While I was internally berating myself like this one day, even considering pretending not to have seen the green heron perched in the tree a few yards back, I realized that there was a perfectly good explanation for why I was suddenly seeing all of these birds. Namely, I was suddenly seeing all of these birds.  Hadn’t I, in the past, seen a small bird out of the corner of my eye and simply thought, “Oh, small bird”? Or maybe I hadn’t see the small bird at all, because I was looking down, or ahead, or at some picture in my mind. And it’s not really about seeing at all, is it? It’s about looking. That bird is small, it’s brown, its tail is short and tipped up, it has white stripes by its eyes, it hangs out in the bushes. Oh, it’s a wren! What kind of wren? How small is it, really, how clear are its markings, what is its song? Oh, it’s a Carolina wren!

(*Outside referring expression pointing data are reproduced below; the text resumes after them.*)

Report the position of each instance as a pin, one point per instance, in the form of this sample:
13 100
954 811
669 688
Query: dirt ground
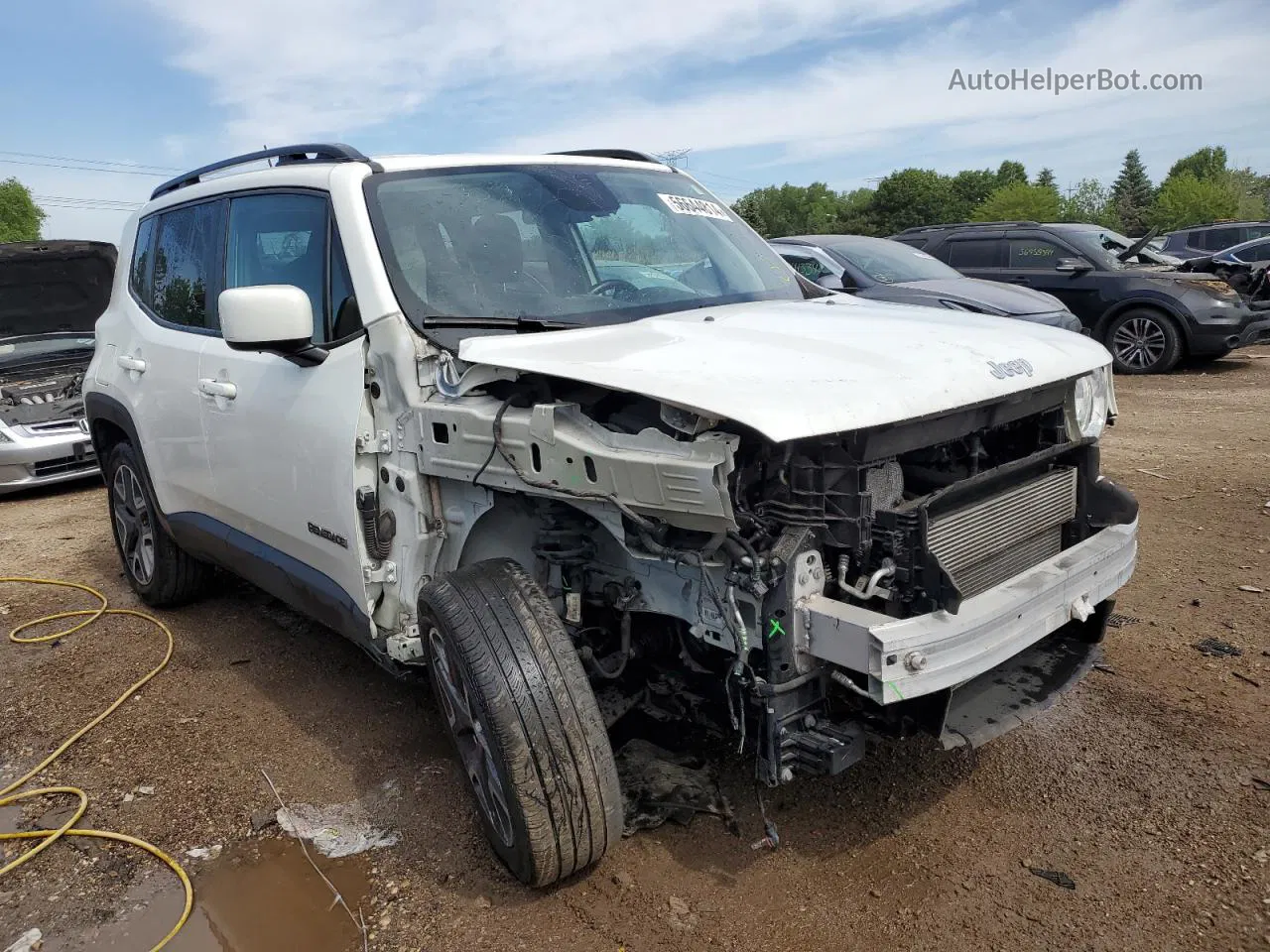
1148 785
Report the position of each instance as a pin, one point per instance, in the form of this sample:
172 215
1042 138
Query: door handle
216 388
131 363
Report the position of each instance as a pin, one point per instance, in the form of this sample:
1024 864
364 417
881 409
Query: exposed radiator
984 543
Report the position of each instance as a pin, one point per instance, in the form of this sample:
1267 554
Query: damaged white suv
566 433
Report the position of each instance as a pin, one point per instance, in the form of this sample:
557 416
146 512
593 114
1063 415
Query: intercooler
984 543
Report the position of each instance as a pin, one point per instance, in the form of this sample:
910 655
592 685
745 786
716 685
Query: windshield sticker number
683 204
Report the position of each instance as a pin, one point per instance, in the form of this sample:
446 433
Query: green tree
1020 202
971 188
1250 193
1011 173
799 209
915 197
21 217
1185 199
1132 194
1088 203
1206 163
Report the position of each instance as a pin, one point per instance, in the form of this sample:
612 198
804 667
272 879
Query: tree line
21 218
1199 188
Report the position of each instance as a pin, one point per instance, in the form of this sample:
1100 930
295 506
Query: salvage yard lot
1148 785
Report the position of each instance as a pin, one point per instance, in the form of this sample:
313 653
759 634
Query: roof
282 160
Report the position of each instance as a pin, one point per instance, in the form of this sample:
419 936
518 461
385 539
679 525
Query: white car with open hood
568 435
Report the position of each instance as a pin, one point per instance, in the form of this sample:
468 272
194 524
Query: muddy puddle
263 897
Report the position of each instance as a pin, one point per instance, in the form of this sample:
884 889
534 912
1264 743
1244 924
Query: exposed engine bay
42 394
681 549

I remember when I first really understood drawing. I had always drawn. I was a highly complimented drawer, in fact, but when I was about eleven, I realized that there was something missing from my drawings. They didn’t look real. They were only flat representations of real things. I was stuck in this place for a long time, until one day in art class, my new teacher said, “Look at what you’re drawing. Don’t draw what you think should be there. Draw what is there.” Look at the lines, look at the shadow, look at the color. The sky isn’t simply blue or gray. It’s violet and olive and all sorts of shades in between. So is that rock and that leaf and that flower and your skin. Her words were magic. They were like a spell that opened my eyes and transformed what I saw, permanently changing the way I drew and painted.

Look. See what is there. Don’t think in shoulds. You’ll be amazed at what you find.